Histological aspect of the gingival tissues according to the experimental group (PBS vs LPS injections) and administration of curcumin (vehicle, 30 mg/Kg and 100 mg/Kg). Semi-serial sections with 4 µm thickness were routinely processed and stained with hematoxylin and eosin. A total of three sections spaced 100 µm were evaluated for each first molar in a minimum of four animals in each experimental group. A thick keratinized epithelium layer corresponding to the palatal gingival with an underlying dense connective tissue with reduced number of cellular infiltrate and a smooth bone crest surface characterize the gingival tissues of control (PBS-injected) animals (A).
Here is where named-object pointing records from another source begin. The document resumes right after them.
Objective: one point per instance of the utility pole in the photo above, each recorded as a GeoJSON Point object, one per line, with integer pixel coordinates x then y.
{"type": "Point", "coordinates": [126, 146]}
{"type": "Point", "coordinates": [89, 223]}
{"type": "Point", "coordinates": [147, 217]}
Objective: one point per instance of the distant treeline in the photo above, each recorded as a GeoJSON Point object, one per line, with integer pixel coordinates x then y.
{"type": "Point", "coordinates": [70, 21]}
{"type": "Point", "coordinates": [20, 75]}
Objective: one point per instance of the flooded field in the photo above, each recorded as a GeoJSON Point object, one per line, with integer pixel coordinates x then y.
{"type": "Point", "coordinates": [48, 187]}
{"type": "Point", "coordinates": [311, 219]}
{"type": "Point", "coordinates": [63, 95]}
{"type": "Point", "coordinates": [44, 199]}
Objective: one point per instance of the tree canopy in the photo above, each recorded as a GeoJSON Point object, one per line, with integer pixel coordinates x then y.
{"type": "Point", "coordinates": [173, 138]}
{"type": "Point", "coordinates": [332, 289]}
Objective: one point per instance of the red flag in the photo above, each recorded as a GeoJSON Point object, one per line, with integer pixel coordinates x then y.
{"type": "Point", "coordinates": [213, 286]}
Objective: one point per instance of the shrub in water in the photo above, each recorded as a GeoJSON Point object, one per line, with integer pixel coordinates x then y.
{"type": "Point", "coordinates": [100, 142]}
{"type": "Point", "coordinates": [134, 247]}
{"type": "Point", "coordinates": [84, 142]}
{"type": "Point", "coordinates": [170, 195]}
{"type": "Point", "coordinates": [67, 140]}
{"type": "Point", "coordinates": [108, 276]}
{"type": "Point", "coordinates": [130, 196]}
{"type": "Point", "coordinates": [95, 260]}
LPS injections (B) produced a decrease on the thickness of the epithelium layer and an intense cellular infiltrate and irregular bone crest surface with the presence of multinucleated osteoclast-like cells; whereas in animals treated with 30 mg/Kg (C) and 100 mg/Kg (D) of curcumin, the cellular infiltrate was markedly reduced and the collagen content was increased in comparison with the LPS-injected sites (B). Images were obtained at 100 X magnification and the insert depicts the alveolar bone crest area at 200 X magnification. These images are representative of the histological aspect observed.